In non-parametric statistics it is often the case of assessing whether two populations have the same average result or not. In symbols this means that if a person from population 1 is modeled stochastically by a random variable $X_1$ (whose distribution is unknown) and person from population 2 is modeled stochastically by a random variable $X_2$ (whose distribution is also unknown), we seek to find out if $\mathbb{E}(X_1) \neq \mathbb{E}(X_2)$. If it is, then we would especially like to know the direction of the inequality: $\mathbb{E}(X_1) \leq \mathbb{E}(X_2)$ vs. $\mathbb{E}(X_1) \geq \mathbb{E}(X_2)$. In practice, however, it is difficult to develop hypothesis tests for the given inequalities. Instead, we make use of the cumulative density functions (CDFs) that describe these random variables.
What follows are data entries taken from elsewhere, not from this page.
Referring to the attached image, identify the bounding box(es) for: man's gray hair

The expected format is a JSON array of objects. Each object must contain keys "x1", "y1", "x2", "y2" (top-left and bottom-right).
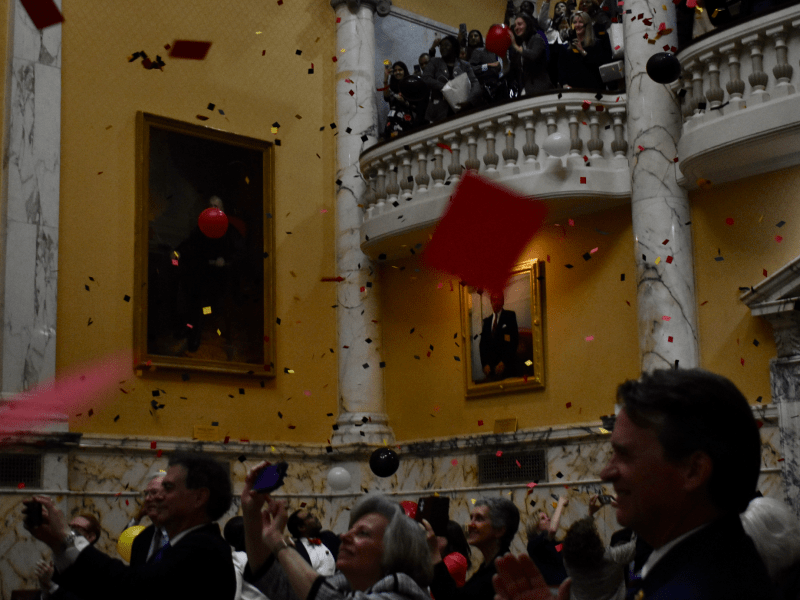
[{"x1": 350, "y1": 494, "x2": 433, "y2": 589}]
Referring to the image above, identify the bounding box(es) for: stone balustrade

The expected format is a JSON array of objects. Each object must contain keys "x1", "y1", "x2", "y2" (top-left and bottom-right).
[
  {"x1": 673, "y1": 4, "x2": 800, "y2": 189},
  {"x1": 360, "y1": 91, "x2": 631, "y2": 258}
]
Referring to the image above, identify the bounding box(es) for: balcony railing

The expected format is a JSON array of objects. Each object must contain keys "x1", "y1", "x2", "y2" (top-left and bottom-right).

If we are given (from our hypothesis tests) information about $F_1(x) \odot F_2(x)$ where $\odot \in \lbrace \leq, \geq \rbrace$, then we may conclude $\mathbb{E}(X_1) \odot’ \mathbb{E}(X_2)$ where $\odot’$ is the opposite inequality that $\odot$ is. In short, we have the following statements:

  1. $F_1(x) \leq F_2(x) \Rightarrow \mathbb{E}(X_1) \geq \mathbb{E}(X_2)$
  2. $F_1(x) \geq F_2(x) \Rightarrow \mathbb{E}(X_1) \leq \mathbb{E}(X_2)$

The this post aims to prove the above statements. But first an intuitive explanation:

Intuition: Let’s look at statement 2. Since the first CDF is greater than the second, it has most of its values for $X_1$ as less than those of $X_2$. It naturally follows that $\mathbb{E}(X_1) \leq \mathbb{E}(X_2)$. Statement 1 is shown by permuting 2 with 1 in the explanation given in the previous sentence.

Now that we an idea for these statements might be true, let’s demonstrate it.
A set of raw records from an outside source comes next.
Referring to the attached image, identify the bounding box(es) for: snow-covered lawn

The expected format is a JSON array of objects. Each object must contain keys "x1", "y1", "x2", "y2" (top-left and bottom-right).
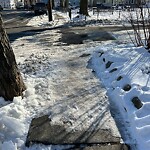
[{"x1": 0, "y1": 8, "x2": 150, "y2": 150}]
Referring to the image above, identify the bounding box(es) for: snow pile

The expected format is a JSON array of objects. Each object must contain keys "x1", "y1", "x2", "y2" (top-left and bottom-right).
[{"x1": 91, "y1": 45, "x2": 150, "y2": 150}]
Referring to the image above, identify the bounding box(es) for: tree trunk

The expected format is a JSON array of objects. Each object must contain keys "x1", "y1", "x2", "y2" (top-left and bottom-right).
[
  {"x1": 93, "y1": 0, "x2": 97, "y2": 7},
  {"x1": 60, "y1": 0, "x2": 64, "y2": 8},
  {"x1": 47, "y1": 0, "x2": 53, "y2": 22},
  {"x1": 0, "y1": 15, "x2": 26, "y2": 101},
  {"x1": 65, "y1": 0, "x2": 69, "y2": 10},
  {"x1": 80, "y1": 0, "x2": 88, "y2": 16}
]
(Proof) We will prove statement 2, as statement 1 can be shown using the same argument with symbol permutation of 1 with 2 in the subscripts. We assume $F_1(x) \leq F_2(x)$ for all $x \in (-\infty, \infty)$ (the domain). One neat fact about this inequality is that for any number $c \in \mathbb{R}$ we have:

\[\begin{equation}\int_{-\infty}^{c} F_1(x) dx \leq \int_{-\infty}^{c} F_2(x)dx.\end{equation}\]

Using the definition of the CDF for any random variable we simultaneously have

\[\begin{equation}F_j(x) = \int_{-\infty}^{x} f_j(t)dt\end{equation} \ \ \ \forall j \in \lbrace 1, 2 \rbrace\]

This lets us rewrite equation $(1)$ as

\[\begin{equation}\int_{-\infty}^{c}\int_{-\infty}^{x}f_1(t)dtdx \leq \int_{-\infty}^{c}\int_{-\infty}^{x}f_2(t)dtdx.\end{equation}\]

Now, the region $\mathcal{R} = (-\infty, c) \times (-\infty, x)$ looks like a triangle made from a the upper left part of a square (we treat $(-\infty, \infty)$ like a point, it’s the bottom left corner of the square $\mathcal{S} = (-\infty, c) \times (-\infty, c)$). This allows us to make the change of variables we would normally do for triangles in calculus. Thus we can write the region of integration as $\mathcal{R} = (-\infty, c) \times (t, c)$ and equation $(3)$ becomes

\[\begin{equation}\int_{-\infty}^{c}\int_{t}^{c} f_1(t)dxdt \leq \int_{-\infty}^{c}\int_{t}^{c} f_2(t)dxdt\end{equation}\]

Evaluating the integrals (the first is free of $x$ so we can just take the difference of the upper and lower limits) we arrive at:

\[\begin{equation}\int_{-\infty}^{c}(c - t)f_1(t)dt \leq \int_{-\infty}^{c}(c - t)f_2(t)dt\end{equation}\]

which simplifies to:

\[\begin{equation}\int_{-\infty}^{c}cf_1(t)dt - \int_{-\infty}^{c}tf_1(t)dt \leq \\ \int_{-\infty}^{c}cf_2(t)dt - \int_{-\infty}^{c}tf_2(t)dt\end{equation}\]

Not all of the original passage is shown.